Frequently asked questions
- What is the best email API for developers in 2026?
- There is no single winner; the right pick depends on volume and workload. For prototypes and side projects under 5,000 emails per month, Bavimail's $0 permanent free tier is the lowest-friction start. For 10,000+ emails with React Email pairing, Resend's developer experience is the strongest. For high-stakes transactional email where inbox placement matters, Postmark's deliverability reputation is the safest pick. For raw cost at 1M+ volume, Amazon SES is unbeatable on per-email price but requires building the inbox layer yourself. For AI agent workflows with MCP-driven inbox provisioning, AgentMail or Bavimail are the two with first-class agent primitives.
- Which email API has the best free tier for developers?
- Bavimail at 5,000 emails per month with no credit card and no expiration is the largest permanent free tier as of May 2026. Resend and AgentMail both offer 3,000 emails per month free. Postmark offers 100 emails per month (hard cap, no overages) forever. Amazon SES offers 3,000 messages per month but only for the first 12 months. Twilio SendGrid eliminated its permanent free tier on May 27 2025 and now offers a 60-day trial only. Mailgun Free is 100 emails per day (about 3,100 per month) on 1 sending domain and 1 inbound route.
- Which email APIs ship MCP servers for AI agent workflows?
- Six of the eight ship MCP capable of actual email operations as of May 2026. Bavimail ships a 12-tool first-party MCP with an untrusted-third-party-content wrapper around inbound message bodies. AgentMail ships 17 tools including a first-class create_inbox primitive. Resend launched its MCP on April 7 2026 with 10 tool groups including inbound list and read. Mailgun shipped MCP v2.0.0 on April 22 2026 with admin, send, and stored-message retrieval. Mailtrap ships a 24-tool official MCP server (per docs.mailtrap.io). Postmark Labs released a 4-tool outbound-only MCP on June 27 2025. Twilio's MCP (launched May 2026) is docs-search only and does not send email. The Amazon SES MCP is published as a sample explicitly labeled not for production use.
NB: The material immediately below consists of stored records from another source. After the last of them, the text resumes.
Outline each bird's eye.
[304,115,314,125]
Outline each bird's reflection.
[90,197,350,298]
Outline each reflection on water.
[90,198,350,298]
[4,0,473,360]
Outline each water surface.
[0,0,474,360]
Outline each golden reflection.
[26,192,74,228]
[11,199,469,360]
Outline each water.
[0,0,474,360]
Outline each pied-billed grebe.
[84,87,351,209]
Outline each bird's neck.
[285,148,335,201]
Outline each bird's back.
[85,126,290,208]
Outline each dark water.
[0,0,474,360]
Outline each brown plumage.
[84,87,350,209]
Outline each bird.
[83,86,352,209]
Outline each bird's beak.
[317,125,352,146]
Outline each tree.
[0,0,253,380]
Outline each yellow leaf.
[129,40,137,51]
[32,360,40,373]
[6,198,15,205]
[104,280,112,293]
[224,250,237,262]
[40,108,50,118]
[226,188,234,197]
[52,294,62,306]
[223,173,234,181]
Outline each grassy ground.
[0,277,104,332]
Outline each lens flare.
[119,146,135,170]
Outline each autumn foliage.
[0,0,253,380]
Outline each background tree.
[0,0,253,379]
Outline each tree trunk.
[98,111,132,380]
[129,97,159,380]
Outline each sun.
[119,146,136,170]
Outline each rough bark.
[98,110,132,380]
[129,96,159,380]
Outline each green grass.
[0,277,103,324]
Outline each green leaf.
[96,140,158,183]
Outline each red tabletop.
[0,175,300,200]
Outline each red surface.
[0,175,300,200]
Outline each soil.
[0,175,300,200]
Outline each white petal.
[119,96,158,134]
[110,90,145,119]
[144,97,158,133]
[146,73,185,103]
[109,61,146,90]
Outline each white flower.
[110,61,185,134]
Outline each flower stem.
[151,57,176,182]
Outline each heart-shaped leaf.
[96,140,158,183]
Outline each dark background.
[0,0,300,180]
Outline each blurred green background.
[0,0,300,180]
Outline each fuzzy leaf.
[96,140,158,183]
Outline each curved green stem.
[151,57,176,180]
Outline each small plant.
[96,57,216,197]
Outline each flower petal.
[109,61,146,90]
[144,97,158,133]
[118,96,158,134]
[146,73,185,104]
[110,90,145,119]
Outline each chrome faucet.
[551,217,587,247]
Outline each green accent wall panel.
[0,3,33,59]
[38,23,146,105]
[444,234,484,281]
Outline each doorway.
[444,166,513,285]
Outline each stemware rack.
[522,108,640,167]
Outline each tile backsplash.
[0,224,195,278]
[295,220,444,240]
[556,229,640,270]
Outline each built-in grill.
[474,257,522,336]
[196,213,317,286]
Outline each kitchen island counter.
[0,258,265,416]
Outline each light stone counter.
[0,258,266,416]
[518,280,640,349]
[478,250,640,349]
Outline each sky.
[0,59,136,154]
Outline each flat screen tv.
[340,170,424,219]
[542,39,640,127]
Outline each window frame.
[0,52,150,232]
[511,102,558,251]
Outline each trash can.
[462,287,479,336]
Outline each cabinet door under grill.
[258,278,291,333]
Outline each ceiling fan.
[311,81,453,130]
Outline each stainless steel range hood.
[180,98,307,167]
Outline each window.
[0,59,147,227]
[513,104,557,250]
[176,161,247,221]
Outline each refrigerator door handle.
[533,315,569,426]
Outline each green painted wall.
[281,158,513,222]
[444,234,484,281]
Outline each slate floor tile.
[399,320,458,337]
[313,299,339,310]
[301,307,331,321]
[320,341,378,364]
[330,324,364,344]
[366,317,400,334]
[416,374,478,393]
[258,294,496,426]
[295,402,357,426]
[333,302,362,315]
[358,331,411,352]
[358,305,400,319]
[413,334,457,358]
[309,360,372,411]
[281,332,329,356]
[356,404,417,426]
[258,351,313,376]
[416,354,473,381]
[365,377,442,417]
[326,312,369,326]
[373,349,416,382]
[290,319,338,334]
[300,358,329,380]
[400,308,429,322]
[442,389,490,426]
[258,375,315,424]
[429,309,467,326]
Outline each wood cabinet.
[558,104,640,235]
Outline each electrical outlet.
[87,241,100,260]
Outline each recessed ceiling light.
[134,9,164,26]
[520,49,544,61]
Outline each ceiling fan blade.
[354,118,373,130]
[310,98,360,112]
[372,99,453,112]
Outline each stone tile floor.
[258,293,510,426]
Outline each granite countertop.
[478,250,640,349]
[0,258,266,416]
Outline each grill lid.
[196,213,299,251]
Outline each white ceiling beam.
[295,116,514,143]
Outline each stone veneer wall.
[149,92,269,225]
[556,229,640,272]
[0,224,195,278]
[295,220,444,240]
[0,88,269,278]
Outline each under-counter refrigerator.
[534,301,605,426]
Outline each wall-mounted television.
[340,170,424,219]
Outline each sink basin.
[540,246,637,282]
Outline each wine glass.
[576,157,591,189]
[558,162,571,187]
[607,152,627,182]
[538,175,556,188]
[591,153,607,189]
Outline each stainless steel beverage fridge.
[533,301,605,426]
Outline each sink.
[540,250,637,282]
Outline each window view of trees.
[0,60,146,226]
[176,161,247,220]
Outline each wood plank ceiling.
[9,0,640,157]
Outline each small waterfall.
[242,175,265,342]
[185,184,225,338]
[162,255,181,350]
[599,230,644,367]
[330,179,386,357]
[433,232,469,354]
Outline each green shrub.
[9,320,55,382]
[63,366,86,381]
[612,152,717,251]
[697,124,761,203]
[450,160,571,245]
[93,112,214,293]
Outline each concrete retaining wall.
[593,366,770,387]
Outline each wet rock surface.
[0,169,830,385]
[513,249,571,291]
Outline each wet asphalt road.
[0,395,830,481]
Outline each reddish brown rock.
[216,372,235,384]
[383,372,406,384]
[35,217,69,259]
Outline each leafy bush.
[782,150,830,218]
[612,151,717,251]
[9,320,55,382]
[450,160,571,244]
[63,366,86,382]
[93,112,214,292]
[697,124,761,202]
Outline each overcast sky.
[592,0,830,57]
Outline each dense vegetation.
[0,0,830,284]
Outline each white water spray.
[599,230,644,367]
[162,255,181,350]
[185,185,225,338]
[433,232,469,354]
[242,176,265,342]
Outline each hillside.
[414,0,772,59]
- Which email API has the broadest SDK coverage for developers?
- Amazon SES ships 10 first-party AWS SDKs across every major language plus SMTP. Resend ships 9 official language SDKs (Node, Python, Ruby, PHP, Laravel, Go, Rust, Java, plus a CLR-runtime SDK) plus a Chat SDK adapter and the React Email integration. Mailgun ships 6 official SDKs (Go, Node, PHP, Java, Ruby, Python). Twilio SendGrid ships 7. Postmark ships 7+ across Node, Ruby, Python, Java, Go, PHP, plus a CLR-runtime SDK. Bavimail ships TypeScript and Python first-party SDKs, plus a 12-tool MCP server that gives every MCP-capable language a sending interface. AgentMail ships TypeScript and Python SDKs. Mailtrap ships official SDKs across Node, PHP, Ruby, Java, Python, plus a CLR-runtime SDK and Laravel and Symfony integrations.
- What pricing changes hit email APIs in 2025-2026 that broke older comparisons?
- Five changes. SendGrid eliminated its permanent free tier on May 27 2025 (60-day trial only now). Postmark restructured Pro and Platform on August 6 2025 (Pro 10K dropped from $60.50 to $16.50, inbound unlocked at Pro tier instead of Platform). Mailgun doubled Flex pay-as-you-go on December 1 2025 from $1 per 1K to $2 per 1K and removed Flex from the public pricing page. Resend launched the Scale tier in October 2024 and added inbound email on November 3 2025. AWS published the SES MCP server in June 2025 marked sample-not-production. Any email API comparison published before late 2025 is wrong on at least two vendor facts.